For 2011 the city is extending the annual Titanic festival over a two-month period, as 31 May is the centenary of the launch of the ship from Belfast’s slipways. Running from 31 March, it culminates on 31 May, the 100th anniversary of the ship’s launch.
The ‘Titanic 100’ festival will feature a variety of special events, including an exhibition (31 March-30 April) focusing on the fantastic work of the great Irish photographer RJ Welch, Harland & Wolff’s official photographer during the Titanic era.
There’s also a huge variety of Titanic-related activities each weekend and over the Easter holiday period (23-26 April). Free bus tours of Titanic Quarter, free walking tours departing from Belfast City Hall’s Titanic Memorial, artefact displays in the City Hall itself and a series of talks, plays, debates and films are among the many events and activities taking place.

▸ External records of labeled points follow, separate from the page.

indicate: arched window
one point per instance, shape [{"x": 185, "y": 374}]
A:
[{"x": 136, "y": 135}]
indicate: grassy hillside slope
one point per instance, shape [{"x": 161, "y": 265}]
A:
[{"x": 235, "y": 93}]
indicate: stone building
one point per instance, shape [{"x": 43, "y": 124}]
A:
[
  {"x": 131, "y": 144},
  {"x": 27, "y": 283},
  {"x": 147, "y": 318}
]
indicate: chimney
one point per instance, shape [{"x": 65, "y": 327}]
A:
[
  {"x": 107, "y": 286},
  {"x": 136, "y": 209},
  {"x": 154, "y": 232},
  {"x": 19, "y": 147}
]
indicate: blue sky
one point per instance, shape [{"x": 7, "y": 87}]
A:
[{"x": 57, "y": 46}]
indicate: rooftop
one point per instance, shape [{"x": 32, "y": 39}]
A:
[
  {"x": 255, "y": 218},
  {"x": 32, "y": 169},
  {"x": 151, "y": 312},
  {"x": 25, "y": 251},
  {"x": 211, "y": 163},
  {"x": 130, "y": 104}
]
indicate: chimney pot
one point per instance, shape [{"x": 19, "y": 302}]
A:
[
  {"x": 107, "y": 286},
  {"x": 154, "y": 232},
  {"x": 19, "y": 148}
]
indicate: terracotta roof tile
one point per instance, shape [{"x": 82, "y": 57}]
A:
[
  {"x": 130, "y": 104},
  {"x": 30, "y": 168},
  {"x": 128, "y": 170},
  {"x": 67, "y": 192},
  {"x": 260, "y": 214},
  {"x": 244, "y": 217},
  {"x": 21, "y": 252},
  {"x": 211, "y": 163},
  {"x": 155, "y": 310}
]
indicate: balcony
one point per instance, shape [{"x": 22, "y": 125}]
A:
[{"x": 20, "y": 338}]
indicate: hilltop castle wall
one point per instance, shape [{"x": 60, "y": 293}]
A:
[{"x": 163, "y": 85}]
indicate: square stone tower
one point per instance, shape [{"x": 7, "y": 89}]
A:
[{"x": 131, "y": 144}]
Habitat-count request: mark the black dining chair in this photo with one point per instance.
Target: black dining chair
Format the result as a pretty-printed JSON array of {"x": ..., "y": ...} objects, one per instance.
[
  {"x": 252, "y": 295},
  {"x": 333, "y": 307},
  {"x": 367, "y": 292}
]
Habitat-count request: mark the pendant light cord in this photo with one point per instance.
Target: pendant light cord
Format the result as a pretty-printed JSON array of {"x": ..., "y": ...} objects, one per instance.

‘Titanic 100’ will culminate in a unique ceremony on the Titanic slipway commemorating the ship’s magnificent launch on 31 May 1911.
And that date is also the start of a brilliant TITANICa exhibition opening at the Ulster Folk and Transport Museum, where you can step back in time and watch Titanic movies in a silent cinema or dress up in period costume as you get your picture taken in the surroundings of the ship.
Belfast also promises ‘great things’ in the home of RMS Titanic for the centenary of her maiden voyage in April 2012.